These provisions accord with the general
philosophy of the Baruch-Hancock approach.
Contractors will have troubles enough in the
post-war period, and their problems should
not be made unnaturally difficult by inability
either to get payment on valid termination
claims or to get interim financing while awaiting payment.
Another recommendation, however, goes
beyond termination loans and departs from the
principle of getting the government out of
business. This is the suggestion that "as a
permanent source of credit for small and medium-sized enterprises on a basis of broader
risks than banks can be expected to assume,"
the Federal Reserve System's authority to
make industrial loans be expanded and' liberalized to permit one-half billion dollars in outstanding loans. In considering the need for
such a measure, it should be noted that the
Federal Reserve Banks now have authority to
make many more of these loans than they have
ever had outstanding; they make few because
there are few credit-worthy applicants not
cared for elsewhere. As evidence of the high
degree of risk in these loans, the Federal Reserve Bank of New York in its monthly review
for August 1938 stated that a number of the
concerns to which it made loans had failed and
that "in general the experience of this bank
with this type of loan indicates that the income
received even at rates as high as 6 per cent is
not adequate to cover expenses and losses."
The recommendation in effect asks the Reserve Banks to provide industrial capital on a
loan basis to the business groups among which
risks are largest and failures highest. Apart
from the question whether the System's assets
should be so used, and whether enterprises of
dubious efficiency or utility can be nursed to
good health by lavishing credit upon them, the
effects on other enterprises are to be considered. Subsidies to one uneconomic producer,
keeping him in the field, may reduce the business of half a dozen others, more efficient, to
a marginal status and make them in turn applicants for public credit. There is conflict
here with another statement in the report,
which says:
Let us not provide credit to the returning soldier
or small businessman which will only chain him like
a galley slave to a loan he can never repay.

In Summary

Some observers will find flaws and inadequacies in this demobilization and reconversion program, and some details doubtless will
evoke sincere controversy, which will help perfect them. The program, however, has two
great merits which are vastly more important
than flaws or disputable details. One is its
practical value, — the emphasis that is put upon
speed of reconversion and reemployment, and




29

the effectiveness of the proposals to achieve
speed. The second is the fact that the authors
of these documents are animated by a belief
that this country should continue to seek its
progress through a system in which private
competitive enterprise is the generating force;
and that they reject any idea that the imposition of the government regulations and controls, which have been necessary to enforce
priorities and concentrate energy upon the war
effort, constitutes a permanent change-over
from a free to a government-directed system.
The letter of transmittal with the BaruchHancock report declares: "With peace . . . each
has the right to make what he pleases. Governmental direction and aid disappear. The
markets become free and each individual is
dependent upon his vision, his courage, his resourcefulness and his energy." The report
adds :
There has been too much loose parroting of the
slogan, that if individual enterprise fails to provide
jobs for everyone, it must be replaced by some one
of the other systems that are around. The war has
been a crucible for all of the economic systems of the
world, for our own, for Communism, Fascism, Naziism
— all the others. And the American system has outproduced the world.

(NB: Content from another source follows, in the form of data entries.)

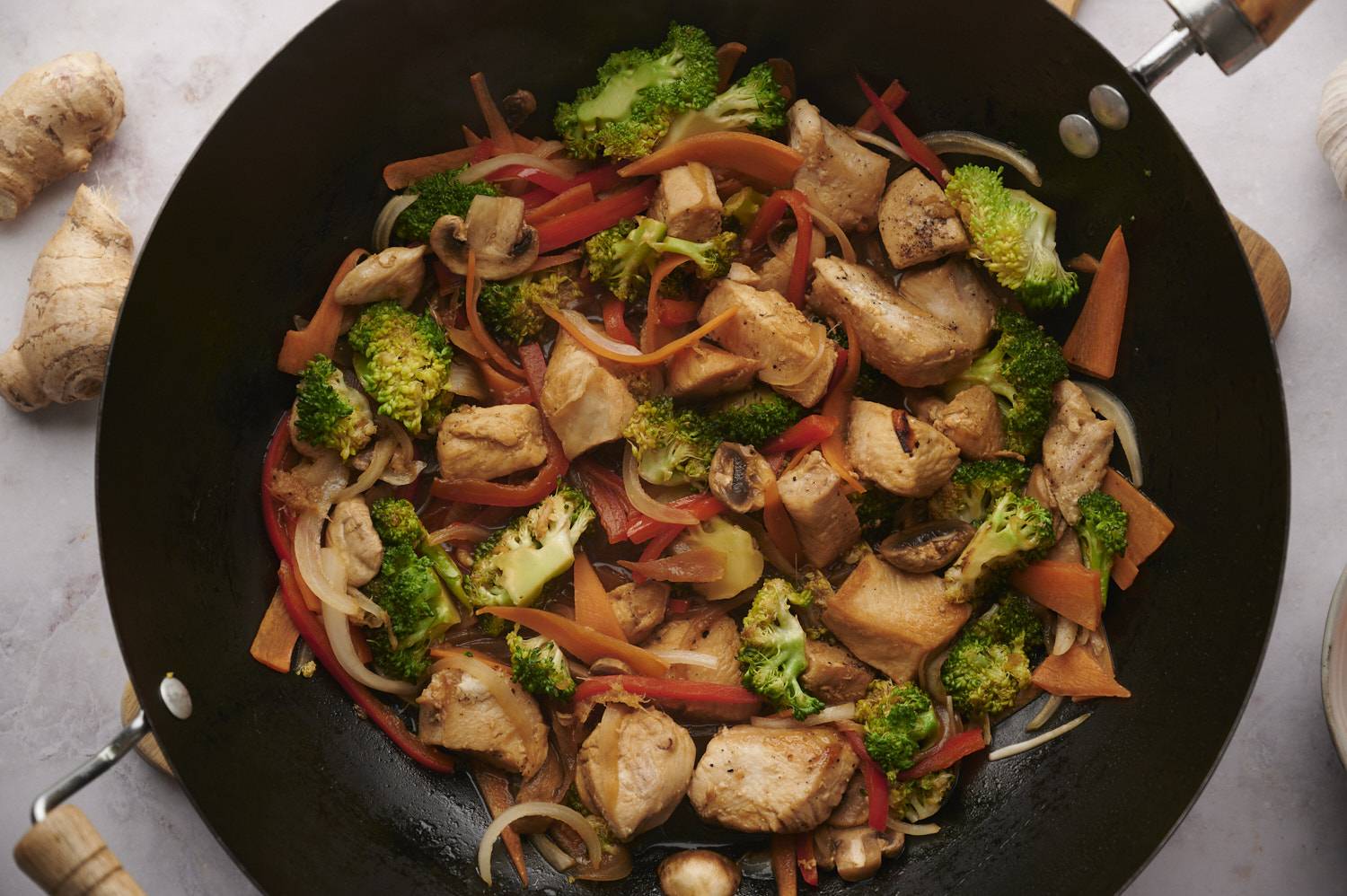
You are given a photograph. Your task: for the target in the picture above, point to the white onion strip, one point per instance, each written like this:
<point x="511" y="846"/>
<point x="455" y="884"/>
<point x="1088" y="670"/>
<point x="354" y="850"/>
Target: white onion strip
<point x="1023" y="747"/>
<point x="1110" y="408"/>
<point x="563" y="814"/>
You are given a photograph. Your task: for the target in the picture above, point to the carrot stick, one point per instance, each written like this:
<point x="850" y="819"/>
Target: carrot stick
<point x="1077" y="674"/>
<point x="320" y="337"/>
<point x="275" y="640"/>
<point x="1148" y="527"/>
<point x="1067" y="589"/>
<point x="1093" y="345"/>
<point x="592" y="604"/>
<point x="749" y="154"/>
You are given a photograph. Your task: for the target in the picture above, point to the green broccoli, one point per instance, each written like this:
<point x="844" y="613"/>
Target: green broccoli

The Senate Committee, for its part, says,
"The paramount consideration in the handling
of all demobilization problems should be the
preservation and strengthening of the American system of free competitive enterprise."
Business men should find confidence and reassurance in these declarations, and in the
steadfast adherence of the specific proposals to
them. It is equally significant that the program
does not offer to business subsidies, favors, or
anything but fair and just treatment. It does
not offer to prop up enterprises which cannot
support themselves, or to bear risks which
business itself should bear. Its concern is only
to clear the way.
Commentators of leftist persuasion may
say that the proposals deal with business with
too open and generous a hand, and that they
would reduce the economic activity of government too much. At the opposite extreme, some
may think that the treatment proposed for private enterprise is still unduly restrictive and
insufficiently generous to restore economic
health. Labor unions are protesting that they
lack representation in the plans. Such diverse
views are probably the best evidence that the
proposals do not cater to any special interest,
but are concerned only to serve the general
interest.
Because the principles of these reconversion
proposals are sound and wise, the country
stands to gain inestimably by supporting them.
The power of public opinion behind them will
be the best assurance that the principles are
adhered to and applied effectively.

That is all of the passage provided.